Patients in both groups (BCMA vs GRPC5D) were well balanced regarding the number of previous lines of therapy (both median of 3), R-ISS distribution and presence of EMD. The frequency of any grade of infection was significantly higher in the BCMA vs GPRC5D group (82% vs. 53%; p=0.02) but the incidence of grade III or higher infections was comparable (27% vs. 31%, p=0.12) with one infectious death in each group. There was a significant decrease in IgM levels (p=0.02) and the frequency of immunoglobulin replacement was higher (74% vs. 32%; p=0.001) in patients treated with anti-BCMA bsAb.

Immune profiling at baseline revealed no significant differences between groups. By contrast, during MRD assessment (BCMA: N=19 vs. GRPC5D: N=26) there were differences observed in mature B cells, normal PC and neutrophils. The percentage of total B cells was significantly lower in patients treated with anti-BCMA vs GPRC5D bsAb (mean 2% vs. 9%; p=0.001). Of note, the percentage of B cell precursors within the B cell compartment remained unchanged (p=0.7), while mature B cells were depleted in the BCMA group (0% vs. 5.7%; p<0.001). Similarly, the percentage of normal PC was significantly lower in the BCMA group (0% vs. 0.01%; p<0.001), with no difference in clonal PCs (p=0.16). In addition, neutrophils were also significantly reduced in patients treated with anti-BCMA vs. GPRC5D bsAb (mean: 55% vs. 67%; p=0.015).

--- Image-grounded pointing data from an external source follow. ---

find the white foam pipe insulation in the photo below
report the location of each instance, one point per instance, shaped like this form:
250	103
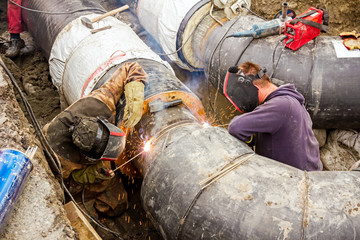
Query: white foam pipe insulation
323	70
199	183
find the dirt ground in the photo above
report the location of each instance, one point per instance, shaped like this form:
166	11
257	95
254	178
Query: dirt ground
32	75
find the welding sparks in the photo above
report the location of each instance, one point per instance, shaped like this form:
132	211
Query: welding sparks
147	146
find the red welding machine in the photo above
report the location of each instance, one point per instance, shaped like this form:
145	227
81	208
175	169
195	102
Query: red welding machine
305	27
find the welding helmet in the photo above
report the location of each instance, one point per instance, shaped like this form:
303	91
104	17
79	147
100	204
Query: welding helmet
240	90
98	139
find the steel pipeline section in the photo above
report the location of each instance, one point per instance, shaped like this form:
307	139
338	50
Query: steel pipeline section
202	182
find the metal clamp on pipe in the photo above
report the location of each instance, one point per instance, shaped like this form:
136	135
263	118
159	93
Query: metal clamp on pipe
158	105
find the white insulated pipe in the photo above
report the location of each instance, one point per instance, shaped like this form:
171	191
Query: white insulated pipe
79	58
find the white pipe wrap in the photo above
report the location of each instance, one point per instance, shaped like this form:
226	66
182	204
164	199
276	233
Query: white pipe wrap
75	77
162	19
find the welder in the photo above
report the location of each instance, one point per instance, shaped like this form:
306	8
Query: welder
273	117
86	138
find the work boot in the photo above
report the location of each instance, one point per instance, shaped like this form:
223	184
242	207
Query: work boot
15	46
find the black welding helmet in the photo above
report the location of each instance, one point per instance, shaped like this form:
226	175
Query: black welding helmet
98	139
240	90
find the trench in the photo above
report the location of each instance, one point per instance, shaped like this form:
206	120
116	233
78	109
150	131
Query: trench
187	141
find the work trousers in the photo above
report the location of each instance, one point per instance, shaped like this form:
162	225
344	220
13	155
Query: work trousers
14	17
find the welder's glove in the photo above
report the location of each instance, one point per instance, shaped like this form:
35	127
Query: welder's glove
134	94
90	174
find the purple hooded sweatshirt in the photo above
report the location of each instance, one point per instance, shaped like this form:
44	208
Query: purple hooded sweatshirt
283	129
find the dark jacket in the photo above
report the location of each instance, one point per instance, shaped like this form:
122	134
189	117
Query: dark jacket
283	129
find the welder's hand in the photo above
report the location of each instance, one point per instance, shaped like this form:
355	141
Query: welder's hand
90	174
134	94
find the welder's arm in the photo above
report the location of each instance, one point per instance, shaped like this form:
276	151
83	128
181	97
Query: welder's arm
261	120
112	90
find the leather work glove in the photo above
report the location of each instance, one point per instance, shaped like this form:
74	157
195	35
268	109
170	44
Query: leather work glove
251	142
134	94
90	174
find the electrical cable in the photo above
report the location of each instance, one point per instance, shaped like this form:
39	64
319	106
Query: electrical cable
189	37
102	226
57	13
54	160
233	164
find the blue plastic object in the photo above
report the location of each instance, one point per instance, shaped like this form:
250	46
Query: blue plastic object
14	170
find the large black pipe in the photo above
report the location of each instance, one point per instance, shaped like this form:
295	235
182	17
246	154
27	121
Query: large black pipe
202	183
329	84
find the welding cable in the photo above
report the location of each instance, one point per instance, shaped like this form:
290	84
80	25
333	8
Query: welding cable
54	160
54	163
58	13
233	164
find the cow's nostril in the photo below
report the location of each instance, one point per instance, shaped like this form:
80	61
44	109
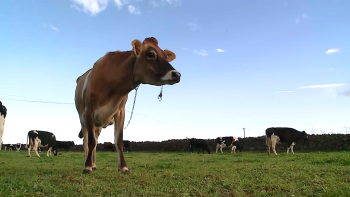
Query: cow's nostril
174	74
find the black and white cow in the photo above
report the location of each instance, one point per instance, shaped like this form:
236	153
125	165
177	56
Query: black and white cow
64	145
286	135
229	142
18	147
200	144
237	145
126	145
3	113
8	147
42	139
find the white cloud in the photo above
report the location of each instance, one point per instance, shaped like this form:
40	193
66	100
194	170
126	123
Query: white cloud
91	6
296	21
74	6
201	52
192	26
54	28
133	10
288	91
334	50
154	3
94	7
172	2
119	3
305	16
345	93
334	85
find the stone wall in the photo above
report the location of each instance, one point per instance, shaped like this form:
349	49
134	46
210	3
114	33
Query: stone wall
314	143
322	142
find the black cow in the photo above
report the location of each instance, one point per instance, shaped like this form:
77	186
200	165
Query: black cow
237	145
42	139
108	146
64	145
18	147
200	144
229	142
9	147
3	113
286	135
3	110
126	145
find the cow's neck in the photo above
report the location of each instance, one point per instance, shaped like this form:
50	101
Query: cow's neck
126	82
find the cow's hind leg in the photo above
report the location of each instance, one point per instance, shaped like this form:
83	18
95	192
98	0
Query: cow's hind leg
118	135
97	134
29	149
89	134
273	144
36	145
291	147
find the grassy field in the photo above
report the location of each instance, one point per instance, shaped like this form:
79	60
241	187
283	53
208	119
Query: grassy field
177	174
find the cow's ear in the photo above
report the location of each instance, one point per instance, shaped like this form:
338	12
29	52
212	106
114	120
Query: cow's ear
136	47
170	55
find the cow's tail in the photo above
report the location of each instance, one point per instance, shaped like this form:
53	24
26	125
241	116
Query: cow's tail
27	142
81	133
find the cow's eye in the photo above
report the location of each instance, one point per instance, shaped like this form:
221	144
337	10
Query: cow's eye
151	55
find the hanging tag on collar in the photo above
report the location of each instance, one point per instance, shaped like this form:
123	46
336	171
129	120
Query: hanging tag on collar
160	96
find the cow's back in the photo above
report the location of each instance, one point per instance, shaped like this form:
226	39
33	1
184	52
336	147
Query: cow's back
79	101
2	121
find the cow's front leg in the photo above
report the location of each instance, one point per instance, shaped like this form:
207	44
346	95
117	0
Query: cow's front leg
291	147
36	145
118	140
89	134
29	149
273	143
97	134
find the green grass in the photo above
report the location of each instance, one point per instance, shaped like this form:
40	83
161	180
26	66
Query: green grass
177	174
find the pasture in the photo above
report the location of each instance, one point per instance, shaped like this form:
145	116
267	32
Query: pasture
177	174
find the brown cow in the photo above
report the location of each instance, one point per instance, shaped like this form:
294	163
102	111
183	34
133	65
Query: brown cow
102	92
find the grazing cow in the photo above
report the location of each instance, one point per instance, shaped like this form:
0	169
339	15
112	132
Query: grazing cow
18	147
108	146
200	144
38	138
223	142
126	145
3	113
101	92
237	145
64	145
286	135
8	146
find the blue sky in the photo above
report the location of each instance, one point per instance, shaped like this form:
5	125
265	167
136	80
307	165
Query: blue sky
245	64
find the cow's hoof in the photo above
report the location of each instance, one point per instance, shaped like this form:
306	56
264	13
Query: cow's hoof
124	170
86	171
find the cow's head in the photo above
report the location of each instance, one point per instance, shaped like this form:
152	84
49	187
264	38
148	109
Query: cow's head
208	149
304	135
152	64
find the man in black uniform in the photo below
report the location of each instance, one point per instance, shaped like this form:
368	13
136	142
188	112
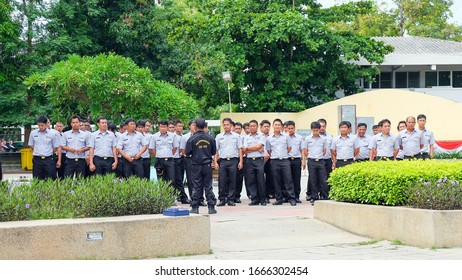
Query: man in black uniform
201	148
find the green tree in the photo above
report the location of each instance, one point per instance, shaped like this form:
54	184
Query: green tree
284	56
112	86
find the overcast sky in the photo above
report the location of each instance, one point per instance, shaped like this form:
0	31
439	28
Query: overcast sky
456	7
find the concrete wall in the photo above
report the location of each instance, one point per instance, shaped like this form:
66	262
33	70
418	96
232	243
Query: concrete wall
417	227
127	237
442	114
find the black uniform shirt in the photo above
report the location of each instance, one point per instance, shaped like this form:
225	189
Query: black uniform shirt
201	147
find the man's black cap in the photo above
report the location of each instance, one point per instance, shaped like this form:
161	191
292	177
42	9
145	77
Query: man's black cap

Next, we analyzed immune dynamics by comparing baseline and MRD profiles in 40 paired samples (BCMA: N=16 vs. GPRC5D: N=24). In the BCMA group there was a significant reduction of mature B cells from 7.2% at baseline to 0% at MRD (p<0.001), while in the GPRC5D group mature B cells remained unchanged (6.8 vs. 5.4%; p=0.66). Normal PCs were significantly reduced in both groups, but in patients treated with anti-BCMA bsAb these became undetectable (0.16% vs. <0.0001%, p<0.001) while anti-GPRC5D bsAb induced a less profound reduction (0.17% vs. 0.01%, p=0.03). Importantly, we noticed a trend linking a decreased number of mature B-cells and increased rate of infections in patients treated with anti-BCMA or GPRC5D in monotherapy (p=0.08). This association was significant when zoomed in memory B-cells (p=0.045).

Conclusion:

We showed for the first time how treatment with anti-BCMA bsAb induces greater depletion of mature B cells and normal PC as well as of neutrophils compared to anti-GPRC5D bsAb. These immune dynamics may explain the higher incidence of infections with anti-BCMA bsAb. These data, which can be collected simultaneously to MRD assessment, may potentially help in treatment individualization of RRMM patients to reduce the risk of severe infections.